Dysarthria Treatment

Posted by | January 27, 2011 | Dysarthria Treatment


Treatment partly depends on the type of dysarthria the individual presents with.  Go to the dysarthria diagnosis page to learn more about diagnosis.  However, many treatments can be applied to almost any dysarthria type.

No single approach is effective for every individual.  The treatment must be tailored toward each person.

Effective communication is the overall goal, not speech.  This is because someone with a very severe dysarthria may need to use alternative means.  This includes gestures, writing, or speech devices.  See the alternative means of communication tab for more information.  For an individual with a moderate dysarthria, the goal would be to compensate.  This is knowing that full restoration of speech will not occur.  The goal of mild dysarthria is to restore all of the lost function.

Treatment should only start after the patient is neurologically stable.  Treatment will focus on one or all of the parts of speech. This includes respiration, phonation, resonance, articulation, and prosody.


Only work directly on respiration if the individual cannot sustain subglottal air pressure of 5cm of water for 5 seconds.  Maximizing vowel prolongation is a good goal for this and feedback can be provided by using a tape recorder or a Visipitch device.  Some patients need to work on practicing inhaling and exhaling deeply to improve coordination of their breathing.

Establish an optimal breath group, which is the number of syllables a patient can comfortably produce on one breath.  This can help a patient keep their utterances at the amount of syllables that makes their speech the most intelligable.  Try increasing the length of pharases or sentences that the individual can produce without the patient having to reduce the loudness or accelerate the rate of speech.

Pushing, pulling and bearing down during speech can help increase respiratory drive.  Also controlling exhalation by slowly producing a voicing uniformly can increase control of exhalation for speech.  The patient may need to stop speech earlier if they speak at the lower levels of the lung volume.  Increasing inhalation control may also be important if the patient is not initiating speech at the highest vital capacity.

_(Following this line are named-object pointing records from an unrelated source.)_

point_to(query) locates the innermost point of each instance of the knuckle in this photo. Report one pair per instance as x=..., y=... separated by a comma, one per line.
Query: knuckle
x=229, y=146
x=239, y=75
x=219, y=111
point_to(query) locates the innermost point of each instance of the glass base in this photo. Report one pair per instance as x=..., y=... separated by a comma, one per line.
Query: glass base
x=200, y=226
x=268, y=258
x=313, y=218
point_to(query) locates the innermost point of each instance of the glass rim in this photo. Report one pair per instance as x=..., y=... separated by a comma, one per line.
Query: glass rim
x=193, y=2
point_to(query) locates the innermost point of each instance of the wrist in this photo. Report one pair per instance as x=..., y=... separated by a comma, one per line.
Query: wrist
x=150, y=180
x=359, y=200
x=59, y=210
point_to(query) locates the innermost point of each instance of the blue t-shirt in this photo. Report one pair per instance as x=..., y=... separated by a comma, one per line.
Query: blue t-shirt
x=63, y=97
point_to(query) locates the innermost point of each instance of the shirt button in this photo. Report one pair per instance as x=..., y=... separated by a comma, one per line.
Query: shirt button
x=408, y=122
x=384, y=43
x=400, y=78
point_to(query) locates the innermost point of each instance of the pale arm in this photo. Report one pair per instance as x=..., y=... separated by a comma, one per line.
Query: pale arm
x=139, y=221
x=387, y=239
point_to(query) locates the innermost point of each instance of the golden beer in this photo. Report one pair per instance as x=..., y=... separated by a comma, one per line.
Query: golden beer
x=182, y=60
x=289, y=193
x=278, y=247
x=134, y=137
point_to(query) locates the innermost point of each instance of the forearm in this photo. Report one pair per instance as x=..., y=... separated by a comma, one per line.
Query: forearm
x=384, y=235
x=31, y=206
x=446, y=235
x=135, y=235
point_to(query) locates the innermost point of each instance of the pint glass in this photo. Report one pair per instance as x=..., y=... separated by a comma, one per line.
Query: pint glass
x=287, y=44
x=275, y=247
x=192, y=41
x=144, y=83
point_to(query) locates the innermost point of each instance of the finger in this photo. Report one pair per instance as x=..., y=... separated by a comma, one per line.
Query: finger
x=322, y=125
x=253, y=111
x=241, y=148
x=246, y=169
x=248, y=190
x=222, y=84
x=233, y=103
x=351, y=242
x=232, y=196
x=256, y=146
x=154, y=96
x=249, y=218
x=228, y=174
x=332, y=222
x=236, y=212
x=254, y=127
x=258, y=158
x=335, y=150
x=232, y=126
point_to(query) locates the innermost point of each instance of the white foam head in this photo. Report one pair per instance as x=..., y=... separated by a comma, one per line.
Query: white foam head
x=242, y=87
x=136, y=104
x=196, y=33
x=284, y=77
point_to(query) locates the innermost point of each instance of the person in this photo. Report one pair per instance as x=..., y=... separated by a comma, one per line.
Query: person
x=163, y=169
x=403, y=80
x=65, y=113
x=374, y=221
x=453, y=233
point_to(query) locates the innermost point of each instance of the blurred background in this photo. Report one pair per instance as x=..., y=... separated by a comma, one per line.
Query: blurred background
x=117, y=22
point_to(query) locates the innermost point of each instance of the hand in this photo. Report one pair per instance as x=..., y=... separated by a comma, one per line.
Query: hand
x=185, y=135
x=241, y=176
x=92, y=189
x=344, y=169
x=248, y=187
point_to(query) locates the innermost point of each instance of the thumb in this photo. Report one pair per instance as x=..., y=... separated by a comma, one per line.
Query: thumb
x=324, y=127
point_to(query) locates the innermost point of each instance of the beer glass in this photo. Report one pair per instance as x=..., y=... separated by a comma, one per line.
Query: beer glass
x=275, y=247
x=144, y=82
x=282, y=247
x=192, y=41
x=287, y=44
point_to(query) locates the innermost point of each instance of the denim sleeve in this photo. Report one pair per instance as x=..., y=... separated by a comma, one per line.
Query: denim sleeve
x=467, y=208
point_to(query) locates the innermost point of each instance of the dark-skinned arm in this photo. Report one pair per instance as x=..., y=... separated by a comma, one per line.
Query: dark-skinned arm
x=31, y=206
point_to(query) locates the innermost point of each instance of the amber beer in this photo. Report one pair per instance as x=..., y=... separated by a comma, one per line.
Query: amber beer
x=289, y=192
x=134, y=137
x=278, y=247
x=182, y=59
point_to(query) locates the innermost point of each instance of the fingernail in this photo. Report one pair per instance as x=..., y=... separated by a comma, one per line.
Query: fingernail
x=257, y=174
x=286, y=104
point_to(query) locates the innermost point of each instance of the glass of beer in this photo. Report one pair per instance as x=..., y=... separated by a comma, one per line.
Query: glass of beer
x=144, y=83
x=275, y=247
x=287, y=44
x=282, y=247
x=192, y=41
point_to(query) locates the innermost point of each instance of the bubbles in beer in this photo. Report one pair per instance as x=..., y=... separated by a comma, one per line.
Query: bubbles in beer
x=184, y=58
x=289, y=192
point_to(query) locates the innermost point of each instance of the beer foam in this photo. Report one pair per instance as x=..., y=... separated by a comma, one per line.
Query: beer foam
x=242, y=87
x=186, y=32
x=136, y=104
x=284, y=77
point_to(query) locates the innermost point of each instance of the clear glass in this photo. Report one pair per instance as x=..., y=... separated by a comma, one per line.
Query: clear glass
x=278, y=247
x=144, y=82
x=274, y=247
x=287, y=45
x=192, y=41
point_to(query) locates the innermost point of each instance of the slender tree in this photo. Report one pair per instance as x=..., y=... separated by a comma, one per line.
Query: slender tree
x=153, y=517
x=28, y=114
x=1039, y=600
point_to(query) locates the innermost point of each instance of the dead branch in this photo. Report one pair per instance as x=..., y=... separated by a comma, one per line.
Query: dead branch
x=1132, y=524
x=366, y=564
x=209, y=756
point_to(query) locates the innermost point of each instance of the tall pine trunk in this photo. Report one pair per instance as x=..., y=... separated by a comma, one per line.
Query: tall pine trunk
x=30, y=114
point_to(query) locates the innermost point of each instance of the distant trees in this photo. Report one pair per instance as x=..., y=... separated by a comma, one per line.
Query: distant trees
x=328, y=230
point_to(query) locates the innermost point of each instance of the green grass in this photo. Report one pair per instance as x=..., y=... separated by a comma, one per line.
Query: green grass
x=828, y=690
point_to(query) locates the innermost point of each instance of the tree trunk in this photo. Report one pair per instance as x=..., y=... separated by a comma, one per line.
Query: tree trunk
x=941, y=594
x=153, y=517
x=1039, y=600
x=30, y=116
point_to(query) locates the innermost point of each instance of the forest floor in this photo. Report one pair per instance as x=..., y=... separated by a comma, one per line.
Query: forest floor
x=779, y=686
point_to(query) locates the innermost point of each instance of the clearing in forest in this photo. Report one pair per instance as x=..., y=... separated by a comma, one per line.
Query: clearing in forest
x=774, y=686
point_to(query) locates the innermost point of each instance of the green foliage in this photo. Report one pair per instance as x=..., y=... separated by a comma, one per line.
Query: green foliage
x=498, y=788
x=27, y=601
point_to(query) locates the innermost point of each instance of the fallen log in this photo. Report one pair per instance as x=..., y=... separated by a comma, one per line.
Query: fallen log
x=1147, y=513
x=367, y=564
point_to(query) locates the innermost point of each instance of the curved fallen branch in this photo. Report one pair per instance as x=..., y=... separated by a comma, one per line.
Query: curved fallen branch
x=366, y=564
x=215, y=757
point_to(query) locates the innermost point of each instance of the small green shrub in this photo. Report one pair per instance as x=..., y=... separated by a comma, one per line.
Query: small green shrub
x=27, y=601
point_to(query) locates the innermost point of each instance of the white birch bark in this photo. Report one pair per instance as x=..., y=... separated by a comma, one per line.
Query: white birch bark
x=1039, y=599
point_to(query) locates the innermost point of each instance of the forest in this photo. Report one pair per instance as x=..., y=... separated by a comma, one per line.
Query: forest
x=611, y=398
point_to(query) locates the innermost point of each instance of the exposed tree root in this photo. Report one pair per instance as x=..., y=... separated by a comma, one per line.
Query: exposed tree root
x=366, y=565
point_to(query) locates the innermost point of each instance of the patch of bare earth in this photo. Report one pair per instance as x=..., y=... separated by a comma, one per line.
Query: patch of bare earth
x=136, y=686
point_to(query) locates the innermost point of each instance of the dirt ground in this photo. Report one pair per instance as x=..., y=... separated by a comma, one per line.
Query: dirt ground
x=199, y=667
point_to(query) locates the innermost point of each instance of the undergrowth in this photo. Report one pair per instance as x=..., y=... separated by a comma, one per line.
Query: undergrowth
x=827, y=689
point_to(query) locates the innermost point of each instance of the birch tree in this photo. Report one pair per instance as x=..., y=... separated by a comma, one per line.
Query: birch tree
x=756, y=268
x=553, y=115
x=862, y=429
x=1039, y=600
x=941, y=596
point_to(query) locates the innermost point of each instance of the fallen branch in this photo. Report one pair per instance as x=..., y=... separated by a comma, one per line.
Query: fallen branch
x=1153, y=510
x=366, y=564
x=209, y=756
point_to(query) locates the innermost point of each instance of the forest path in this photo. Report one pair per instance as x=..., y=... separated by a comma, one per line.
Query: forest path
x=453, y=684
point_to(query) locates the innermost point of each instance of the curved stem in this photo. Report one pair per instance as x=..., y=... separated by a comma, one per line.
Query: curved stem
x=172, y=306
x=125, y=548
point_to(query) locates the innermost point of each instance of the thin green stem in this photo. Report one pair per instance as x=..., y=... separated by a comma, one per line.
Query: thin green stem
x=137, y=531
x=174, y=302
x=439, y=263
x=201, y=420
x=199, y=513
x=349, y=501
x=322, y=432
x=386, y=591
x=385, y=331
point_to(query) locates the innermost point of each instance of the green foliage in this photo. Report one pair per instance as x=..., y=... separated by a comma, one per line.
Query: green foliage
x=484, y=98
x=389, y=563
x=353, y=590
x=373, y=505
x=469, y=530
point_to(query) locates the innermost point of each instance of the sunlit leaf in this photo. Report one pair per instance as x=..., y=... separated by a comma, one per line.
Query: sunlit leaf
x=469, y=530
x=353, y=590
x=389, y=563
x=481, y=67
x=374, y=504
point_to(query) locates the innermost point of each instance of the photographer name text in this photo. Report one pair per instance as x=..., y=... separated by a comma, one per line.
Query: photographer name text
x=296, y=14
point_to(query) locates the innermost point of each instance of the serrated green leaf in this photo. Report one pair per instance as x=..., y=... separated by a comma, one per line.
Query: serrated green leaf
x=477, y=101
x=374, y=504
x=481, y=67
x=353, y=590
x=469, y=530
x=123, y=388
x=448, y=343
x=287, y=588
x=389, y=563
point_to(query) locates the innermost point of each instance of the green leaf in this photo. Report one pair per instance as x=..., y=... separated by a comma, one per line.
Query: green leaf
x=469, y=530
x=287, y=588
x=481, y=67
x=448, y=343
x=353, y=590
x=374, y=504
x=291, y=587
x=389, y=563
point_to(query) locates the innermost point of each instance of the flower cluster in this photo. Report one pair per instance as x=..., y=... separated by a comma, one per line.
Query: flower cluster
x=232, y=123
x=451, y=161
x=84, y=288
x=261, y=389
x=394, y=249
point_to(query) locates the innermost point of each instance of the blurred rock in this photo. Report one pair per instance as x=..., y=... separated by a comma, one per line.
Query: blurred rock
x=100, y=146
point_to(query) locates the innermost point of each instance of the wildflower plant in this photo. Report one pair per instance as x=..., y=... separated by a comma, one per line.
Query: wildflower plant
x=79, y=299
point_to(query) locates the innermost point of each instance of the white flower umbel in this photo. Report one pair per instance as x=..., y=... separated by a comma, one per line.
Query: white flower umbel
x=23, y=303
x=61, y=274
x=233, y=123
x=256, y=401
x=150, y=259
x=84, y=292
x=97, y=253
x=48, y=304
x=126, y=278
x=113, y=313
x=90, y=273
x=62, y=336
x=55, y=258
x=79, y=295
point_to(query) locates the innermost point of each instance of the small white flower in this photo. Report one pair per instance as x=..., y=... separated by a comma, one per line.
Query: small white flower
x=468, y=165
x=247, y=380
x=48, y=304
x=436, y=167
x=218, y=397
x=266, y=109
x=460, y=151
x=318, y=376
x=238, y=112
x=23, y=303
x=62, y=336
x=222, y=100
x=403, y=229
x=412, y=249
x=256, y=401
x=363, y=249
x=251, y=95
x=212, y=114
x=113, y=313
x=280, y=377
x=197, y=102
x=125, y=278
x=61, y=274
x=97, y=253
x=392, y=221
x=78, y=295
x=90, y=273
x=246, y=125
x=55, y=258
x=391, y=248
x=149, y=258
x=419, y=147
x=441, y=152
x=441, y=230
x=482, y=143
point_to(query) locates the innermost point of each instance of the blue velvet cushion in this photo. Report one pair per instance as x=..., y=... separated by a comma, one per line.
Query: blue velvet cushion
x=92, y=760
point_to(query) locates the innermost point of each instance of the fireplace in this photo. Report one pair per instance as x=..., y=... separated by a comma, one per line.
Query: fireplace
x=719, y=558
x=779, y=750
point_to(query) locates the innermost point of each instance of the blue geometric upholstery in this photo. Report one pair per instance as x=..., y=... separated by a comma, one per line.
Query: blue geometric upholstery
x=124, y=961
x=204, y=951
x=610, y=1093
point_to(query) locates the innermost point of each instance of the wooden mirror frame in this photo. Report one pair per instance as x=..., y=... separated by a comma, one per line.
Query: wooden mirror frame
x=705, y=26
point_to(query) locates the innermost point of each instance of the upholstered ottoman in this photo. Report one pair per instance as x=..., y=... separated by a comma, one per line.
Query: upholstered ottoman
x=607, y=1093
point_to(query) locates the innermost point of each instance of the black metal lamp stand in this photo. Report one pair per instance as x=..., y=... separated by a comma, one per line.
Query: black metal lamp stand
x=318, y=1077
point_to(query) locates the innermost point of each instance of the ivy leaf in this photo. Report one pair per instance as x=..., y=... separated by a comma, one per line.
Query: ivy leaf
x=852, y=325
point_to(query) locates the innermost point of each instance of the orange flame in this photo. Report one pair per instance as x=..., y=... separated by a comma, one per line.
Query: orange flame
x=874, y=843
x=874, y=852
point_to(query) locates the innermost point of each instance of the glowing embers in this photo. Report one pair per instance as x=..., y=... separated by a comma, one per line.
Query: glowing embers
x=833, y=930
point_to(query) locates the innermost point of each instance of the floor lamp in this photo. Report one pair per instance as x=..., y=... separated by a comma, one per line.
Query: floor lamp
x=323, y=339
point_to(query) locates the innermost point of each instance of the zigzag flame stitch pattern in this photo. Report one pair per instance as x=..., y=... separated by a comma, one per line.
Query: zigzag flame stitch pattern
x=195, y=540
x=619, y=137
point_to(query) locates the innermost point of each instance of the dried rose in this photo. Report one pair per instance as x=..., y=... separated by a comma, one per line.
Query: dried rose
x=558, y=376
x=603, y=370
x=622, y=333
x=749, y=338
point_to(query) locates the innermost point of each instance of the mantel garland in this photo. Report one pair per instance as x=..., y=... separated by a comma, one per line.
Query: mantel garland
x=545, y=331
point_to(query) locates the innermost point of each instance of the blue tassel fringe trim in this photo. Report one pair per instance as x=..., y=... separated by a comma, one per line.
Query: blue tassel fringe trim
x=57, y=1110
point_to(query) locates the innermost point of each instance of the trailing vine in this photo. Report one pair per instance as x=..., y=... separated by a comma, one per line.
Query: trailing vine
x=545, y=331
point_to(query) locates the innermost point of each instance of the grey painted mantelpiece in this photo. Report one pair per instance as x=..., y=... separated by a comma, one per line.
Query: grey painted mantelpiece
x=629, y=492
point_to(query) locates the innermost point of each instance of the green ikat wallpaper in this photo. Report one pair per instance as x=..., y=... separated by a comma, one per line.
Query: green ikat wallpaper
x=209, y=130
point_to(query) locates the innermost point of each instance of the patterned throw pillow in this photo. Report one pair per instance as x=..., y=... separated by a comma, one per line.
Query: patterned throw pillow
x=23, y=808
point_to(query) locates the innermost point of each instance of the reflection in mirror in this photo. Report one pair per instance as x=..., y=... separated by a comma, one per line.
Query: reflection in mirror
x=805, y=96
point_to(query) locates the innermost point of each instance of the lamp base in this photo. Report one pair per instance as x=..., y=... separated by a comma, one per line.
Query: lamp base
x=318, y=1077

Using appropriate posture techniques also aids in improving respiration.  A supine position is usually better for patients with an expiratory weakness.  Patients with inspiratory problems usually do better in a sitting up position.

There are some medical interventions available for certain types of dysarthria.

Velopharyngeal incompetance can be improved by pharyngeal flap surgery or palatal lift prosthesis.  There are some behavioral techniques that can be used to improve velopharyngeal function for patients with mild to moderate velopharyngeal dysfunction.

Overarticulation, reducing rate of speech, and increasing loudness can improve intelligibility.  Show overarticulation by opening the mouth more during speech.  Exaggerated movements increases oral opening for reduced nasality.  Reducing the rate of speech allows the velum more time to close the velopharyngeal port.  Also light articulatory touch on phonemes that have increased oral pressure such as stops, fricatives and affricates helps to reduce nasality.

Use feedback from a mirror under the nares to demonstrate nasality versus reduced nasality or clear speech.


Determine which speech sounds your client has trouble producing. Slowing down the client’s rate of speech is one of the best ways to improve speech intelligability with individuals who have articulation errors.